If we want our children to be self motivated educators, then we have to give them an environment to interest, puzzle and inspire them.
When you are considering the impact of your outdoors, stand back and watch what children (and adults) are doing in the spaces you have created.
Are the resources that you have provided really outdoor or are they just indoor taken out?
Sudley Infant School
When the children are engaged in their outdoor play, can you see challenge? Areas like the track are common for getting high levels of engagement but minimum levels of challenge and attainment. If your children really are whizzing round the track at 90 miles an hour on their three wheeled scooter then they are showing you that they have well and truly mastered that skill.
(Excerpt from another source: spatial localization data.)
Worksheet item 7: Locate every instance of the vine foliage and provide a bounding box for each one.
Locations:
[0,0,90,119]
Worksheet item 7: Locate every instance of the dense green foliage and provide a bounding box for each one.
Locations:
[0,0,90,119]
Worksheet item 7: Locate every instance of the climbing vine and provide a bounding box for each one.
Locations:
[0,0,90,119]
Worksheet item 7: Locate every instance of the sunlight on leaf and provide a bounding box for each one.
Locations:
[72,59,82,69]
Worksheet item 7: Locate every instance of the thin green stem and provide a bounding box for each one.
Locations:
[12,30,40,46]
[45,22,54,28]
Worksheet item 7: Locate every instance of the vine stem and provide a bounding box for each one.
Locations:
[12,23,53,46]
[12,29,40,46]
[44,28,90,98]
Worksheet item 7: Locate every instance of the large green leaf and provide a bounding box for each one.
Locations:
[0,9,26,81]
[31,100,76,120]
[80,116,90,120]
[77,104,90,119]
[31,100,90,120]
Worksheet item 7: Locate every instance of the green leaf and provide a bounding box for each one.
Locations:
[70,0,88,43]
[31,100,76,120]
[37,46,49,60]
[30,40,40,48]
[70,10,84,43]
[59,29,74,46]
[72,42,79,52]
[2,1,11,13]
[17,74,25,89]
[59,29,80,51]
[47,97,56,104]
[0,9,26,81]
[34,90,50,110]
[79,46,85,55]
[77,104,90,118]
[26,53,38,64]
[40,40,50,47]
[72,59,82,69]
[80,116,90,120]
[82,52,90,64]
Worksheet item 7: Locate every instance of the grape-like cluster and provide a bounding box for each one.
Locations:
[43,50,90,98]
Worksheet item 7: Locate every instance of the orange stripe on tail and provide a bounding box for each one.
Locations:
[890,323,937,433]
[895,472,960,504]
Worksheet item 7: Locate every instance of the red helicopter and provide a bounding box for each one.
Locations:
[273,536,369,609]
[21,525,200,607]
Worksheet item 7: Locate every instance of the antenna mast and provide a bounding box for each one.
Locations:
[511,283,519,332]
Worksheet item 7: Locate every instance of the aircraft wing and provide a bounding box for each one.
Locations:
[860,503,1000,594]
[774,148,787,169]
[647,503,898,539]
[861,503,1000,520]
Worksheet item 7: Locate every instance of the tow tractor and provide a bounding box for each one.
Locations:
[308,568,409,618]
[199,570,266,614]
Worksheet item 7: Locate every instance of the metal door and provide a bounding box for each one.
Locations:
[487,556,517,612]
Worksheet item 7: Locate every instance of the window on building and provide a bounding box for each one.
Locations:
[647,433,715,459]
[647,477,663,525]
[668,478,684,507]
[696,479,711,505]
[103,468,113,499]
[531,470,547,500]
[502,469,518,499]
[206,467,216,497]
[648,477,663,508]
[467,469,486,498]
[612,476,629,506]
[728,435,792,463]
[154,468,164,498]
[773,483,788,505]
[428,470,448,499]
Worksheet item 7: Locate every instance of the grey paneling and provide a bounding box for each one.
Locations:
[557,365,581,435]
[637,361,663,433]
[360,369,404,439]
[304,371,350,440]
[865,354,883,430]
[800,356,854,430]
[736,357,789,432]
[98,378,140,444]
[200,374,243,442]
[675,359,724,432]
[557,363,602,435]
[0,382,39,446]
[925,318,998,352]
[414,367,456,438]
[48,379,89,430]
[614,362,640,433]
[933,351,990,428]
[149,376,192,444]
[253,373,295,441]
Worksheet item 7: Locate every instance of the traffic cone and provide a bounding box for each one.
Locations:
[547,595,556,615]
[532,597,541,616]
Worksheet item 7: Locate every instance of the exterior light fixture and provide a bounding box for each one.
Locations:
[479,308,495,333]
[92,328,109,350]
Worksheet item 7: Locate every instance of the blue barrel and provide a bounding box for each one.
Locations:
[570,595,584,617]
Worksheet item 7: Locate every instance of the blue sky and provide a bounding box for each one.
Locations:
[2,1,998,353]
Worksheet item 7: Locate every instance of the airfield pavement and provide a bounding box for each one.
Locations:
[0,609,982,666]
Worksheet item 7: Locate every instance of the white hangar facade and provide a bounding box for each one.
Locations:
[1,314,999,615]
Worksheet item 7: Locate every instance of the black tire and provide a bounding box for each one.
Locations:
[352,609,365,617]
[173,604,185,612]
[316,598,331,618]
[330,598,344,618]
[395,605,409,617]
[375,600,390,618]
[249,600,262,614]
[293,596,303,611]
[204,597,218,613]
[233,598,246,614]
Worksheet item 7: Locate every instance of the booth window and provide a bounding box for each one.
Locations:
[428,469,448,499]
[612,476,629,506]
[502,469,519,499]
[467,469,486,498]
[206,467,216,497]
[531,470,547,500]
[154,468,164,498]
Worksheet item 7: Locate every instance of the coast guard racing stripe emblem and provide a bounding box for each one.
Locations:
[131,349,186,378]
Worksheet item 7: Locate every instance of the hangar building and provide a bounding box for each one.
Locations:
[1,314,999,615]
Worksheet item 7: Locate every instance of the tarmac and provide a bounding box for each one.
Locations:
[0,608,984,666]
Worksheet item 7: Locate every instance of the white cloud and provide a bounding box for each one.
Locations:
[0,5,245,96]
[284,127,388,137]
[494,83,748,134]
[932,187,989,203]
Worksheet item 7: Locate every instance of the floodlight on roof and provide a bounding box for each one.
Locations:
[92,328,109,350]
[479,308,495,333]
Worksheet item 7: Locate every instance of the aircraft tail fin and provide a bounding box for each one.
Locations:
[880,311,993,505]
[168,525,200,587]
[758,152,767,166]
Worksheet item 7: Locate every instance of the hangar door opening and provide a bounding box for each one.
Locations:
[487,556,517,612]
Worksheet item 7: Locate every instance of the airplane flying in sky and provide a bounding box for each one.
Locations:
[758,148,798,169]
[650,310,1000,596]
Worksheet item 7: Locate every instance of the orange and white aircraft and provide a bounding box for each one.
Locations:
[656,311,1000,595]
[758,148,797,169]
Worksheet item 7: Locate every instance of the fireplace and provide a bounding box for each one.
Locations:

If that is the case, then you need to capitalise on the engagement but add some challenge either by enhancing the track or changing the wheeled toys.
Here at Hornbill, they added speed bumps, railway sleepers and a turning circle as well as different road textures to effect the movement of the wheeled toys.
I do appreciate that this is a BIG space, but the principle remains the same even on a small track.
I have really only just skimmed the surface of what outdoor play could and should be. There is no one blueprint for an 'good' outdoor space, because each one will be different. But no matter if yours is huge or tiny, concrete or grass, the fundamentals are the same.
Outdoors HAS to be Outdoors and NOT just indoors taken outside!